Quarante chauves-souris déploient leurs ailes noires doublées de peaux de lapin ou de chat sur un manoir en ruine imposant par la taille (six mètres) et le réalisme des costumes. Ce char fit grande impression sur le corso mais il n'obtint cependant pas le premier prix.

Le Comité des fêtes préféra l'académisme pompier du char de Catherine Ségurane.

Ce jugement fut contesté. Deux clans s'affrontèrent vigoureusement dans la ville : d'un côté les séparatistes (partisans d'un retour de Nice vers le royaume d'Italie) en faveur de Catherine Ségurane et de l'autre le parti français qui avait choisi les Ratapignata. Le Comité des fêtes démissionna et le carnaval adopta un style davantage grotesque au détriment de la fête allégorique qui fut réservée aux batailles de fleurs.

 

La Ratapignata, expression d’une pensée sauvage.

En 1875, l'apparition sur le corso niçois de la place de la Préfecture et du Cours Saleya, du fameux char de la Ratapignata (chauve-souris), et les conséquences que cela entraîna dans l'évolution du Carnaval, fit voler en éclat le ron-ron allégorique et un peu niais vers lequel s'orientait la fête carnavalesque.

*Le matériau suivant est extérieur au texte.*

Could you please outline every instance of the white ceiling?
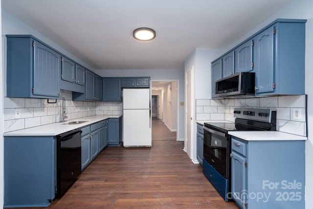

L'utilisation de la langue niçoise, de l’inversion et du symbole, par les réalisateurs du char de la Ratapignata leur permet d'affirmer l'existence d'une communauté niçoise, positive et plus subtile que ne laissaient supposer les images parfois dévalorisantes que les membres de la colonie hivernante écrivaient à leur sujet, ou bien certains rapports de fonctionnaires français qualifiant de sous-développées les populations du pays niçois.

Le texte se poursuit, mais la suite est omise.